Despite being the same length and height, the X-T30 is marginally deeper than the X-T20. This is due to the redesigned rear grip. You can see the exact measurements below:
- X-T20: 118.4 x 82.8 x 41.4 | 383g (with battery and memory card)
- X-T30: 118.4 x 82.8 x 46.8 mm | 383g (with battery and memory card)
The X-T30 has an articulating LCD screen that is 1.3mm thinner than that of the X-T20, giving the body a slimmer profile. Fujifilm states that the responsiveness of the touch panel is improved in comparison to previous models and we found that to be the case when using it at the press event. We’re happy about this upgrade because we have always found the touch screen of Fujifilm cameras somewhat sluggish.

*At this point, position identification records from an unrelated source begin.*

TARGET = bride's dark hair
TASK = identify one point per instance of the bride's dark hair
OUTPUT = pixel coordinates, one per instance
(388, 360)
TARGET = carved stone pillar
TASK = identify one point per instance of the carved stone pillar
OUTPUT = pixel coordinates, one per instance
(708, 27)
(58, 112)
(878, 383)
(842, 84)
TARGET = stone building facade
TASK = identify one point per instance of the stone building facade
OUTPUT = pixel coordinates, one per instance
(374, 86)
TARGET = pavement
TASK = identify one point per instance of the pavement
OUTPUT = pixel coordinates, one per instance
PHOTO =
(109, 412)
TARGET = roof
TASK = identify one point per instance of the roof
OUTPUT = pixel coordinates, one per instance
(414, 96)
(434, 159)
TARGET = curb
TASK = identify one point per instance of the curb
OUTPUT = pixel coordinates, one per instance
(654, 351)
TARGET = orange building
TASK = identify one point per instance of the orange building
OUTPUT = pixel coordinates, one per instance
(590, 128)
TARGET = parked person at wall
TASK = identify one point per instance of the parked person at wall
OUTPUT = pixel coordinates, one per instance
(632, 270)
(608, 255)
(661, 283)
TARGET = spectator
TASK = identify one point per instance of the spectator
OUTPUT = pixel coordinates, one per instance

You’ll also notice that the traditional D-Pad has been replaced by an AF joystick on the new model and some of the buttons have been shuffled around. Most noticeably, the Q button is now located directly on the thumb grip rather than on the rear. This means that the joystick is your only control, not only to move the focus point but also to navigate the menu. We didn’t find it to be as responsive as the one on the X-T3 or X-H1, but hopefully final production samples will be fine.
The two cameras have the same EVF but Fujifilm states that the X-T30’s version will be brighter and will allow for refresh rates of up to 100fps in Boost mode.
The new model will be available in three colour variations – black, silver and a charcoal version that will be released in May – whereas the X-T20 only comes in black and silver.
The retail price of the X-T30 is $800, £850 or €800 for the body only.
The X-T20 is now discontinued and you can find it second-had for about $500 o £350 (body only).
Prices as of September 2021.
X-T30 comparison previews:
Having reviewed mirrorless cameras for over six years now, we’ve developed a fairly good understanding of which products are universally popular and which attract a niche audience.
Instinct tells us that the X-T30 will fall into the former category, just like the X-T10 and X-T20 that came before it. Why? Because it embodies so much of what is good about the flagship X-T3 in a body that isn’t just portable but also very affordable. And after the announcement of so many full-frame mirrorless cameras whose price is beyond the budget of many enthusiasts, I can see it attracting a lot of positive attention.
But where does this leave the X-T20? Well, with the release of its successor, we should see its street price slide even further, which may in turn make it even more popular than it already is. Indeed, I feel it would be wise for Fujifilm to keep it on the market at a reduced price, just as Sony has done with its a6000 series cameras, in order to grab a share of the entry-level market.